« la plus parfaite de toutes les oeuvres d’art est l’édification d’une vraie liberté politique » Friedrich Schiller
Accueil > Notre action > Conférences > Face au risque de nouvelle guerre mondiale, les pays européens doivent (...)
Conférence internationale de Strasbourg - 8 et 9 juillet 2023
2ème session
20 juillet 2023
Discours de Patricia Lalonde, ncienne députée européenne ; vice-présidente de Geopragma ; chercheuse à l’Institut Prospective et Sécurité en Europe (IPSE) ; (France)
Le peuple syrien a su faire face, derrière son président, Bachar el Assad, depuis sept ans à une guerre d’agression, orchestrée par les trois membres occidentaux du Conseil de Sécurité des Nations unies, appuyée par une coalition se proclamant « les amis de la Syrie » (120 membres en 2001, une douzaine en avril 2012).

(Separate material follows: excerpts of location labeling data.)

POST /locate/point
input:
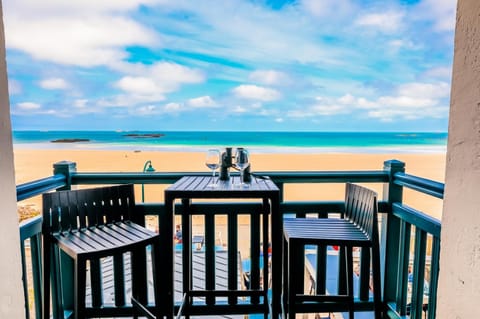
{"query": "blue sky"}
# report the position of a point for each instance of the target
(321, 65)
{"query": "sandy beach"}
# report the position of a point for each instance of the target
(37, 163)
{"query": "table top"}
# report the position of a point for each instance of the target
(198, 187)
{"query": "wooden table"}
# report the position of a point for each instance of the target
(233, 300)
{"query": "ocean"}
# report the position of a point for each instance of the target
(260, 142)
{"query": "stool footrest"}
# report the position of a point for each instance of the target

C’était une alliance inavouée, mais totalement assumée avec les islamistes. 400 000 djihadistes, plus ou moins modérés, ont accouru de tous les coins pour servir de « proxy » aux Occidentaux et participer à cette « guerre sainte », tout ceci bien évidemment au nom des « droits de l’Homme » dans la suite des Printemps arabes, censés apporter la démocratie dans leur délire du « regime change ». L’Armée syrienne résista vaillamment durant quatre ans et demi, évidemment avec l’aide de ses alliés régionaux et l’intervention, réclamée par le gouvernement syrien, de la Russie qui renversera la situation et qui, en septembre 2015, marquera le début du reflux de ces bandes armées islamistes. 2018 marquera la victoire politique et militaire de Bachar el Assad. Cette incroyable défaite des Occidentaux face à l’armée syrienne a eu pour effet de souder le peuple syrien derrière son président.

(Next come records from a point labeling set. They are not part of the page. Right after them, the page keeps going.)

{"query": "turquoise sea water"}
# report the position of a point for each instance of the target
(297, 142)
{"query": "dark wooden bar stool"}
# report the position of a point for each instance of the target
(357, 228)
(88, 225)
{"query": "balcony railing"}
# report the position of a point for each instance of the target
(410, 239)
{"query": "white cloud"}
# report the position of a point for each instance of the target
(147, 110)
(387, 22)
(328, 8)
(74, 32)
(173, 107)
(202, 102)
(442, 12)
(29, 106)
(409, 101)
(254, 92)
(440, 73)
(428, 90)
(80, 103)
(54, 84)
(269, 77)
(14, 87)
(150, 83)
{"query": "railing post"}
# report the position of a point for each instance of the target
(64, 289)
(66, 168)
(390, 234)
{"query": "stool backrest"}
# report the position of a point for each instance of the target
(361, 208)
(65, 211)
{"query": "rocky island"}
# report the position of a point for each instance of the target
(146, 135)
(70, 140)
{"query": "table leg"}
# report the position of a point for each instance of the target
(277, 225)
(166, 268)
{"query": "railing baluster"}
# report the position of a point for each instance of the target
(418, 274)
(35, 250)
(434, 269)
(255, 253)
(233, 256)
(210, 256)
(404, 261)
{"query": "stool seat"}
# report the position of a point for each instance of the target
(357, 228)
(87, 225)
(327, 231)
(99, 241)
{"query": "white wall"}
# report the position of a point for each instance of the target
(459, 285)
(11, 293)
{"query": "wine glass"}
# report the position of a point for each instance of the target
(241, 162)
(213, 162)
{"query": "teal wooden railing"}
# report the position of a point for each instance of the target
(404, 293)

Je reviens d’une mission à Damas et sa région, organisée par l’association France-Syrie, au cours de laquelle nous avons pu rencontrer les autorités civiles et religieuses, des diplomates, la ministre de la Culture, des humanitaires, des journalistes. Tous ceux que nous avons vus, ceux que nous avons entendus nous ont laissé un sentiment à la fois d’indignation face aux souffrances que le peuple syrien a vécues, et d’admiration pour ce peuple si fier. Le peuple syrien fait en effet preuve d’une incroyable résilience, fier d’avoir résisté et gagné. Les hommes et les femmes que nous avons pu rencontrer étaient tous d’une grande qualité et d’une grande compétence, parlant sans langue de bois. La tolérance religieuse nous a frappés. Car le peuple syrien a souffert : 500 000 morts, deux millions de blessés et d’estropiés, six millions de déplacés, jetés sur les routes. Et bien sûr, sans oublier les victimes du tremblement de terre de janvier dernier.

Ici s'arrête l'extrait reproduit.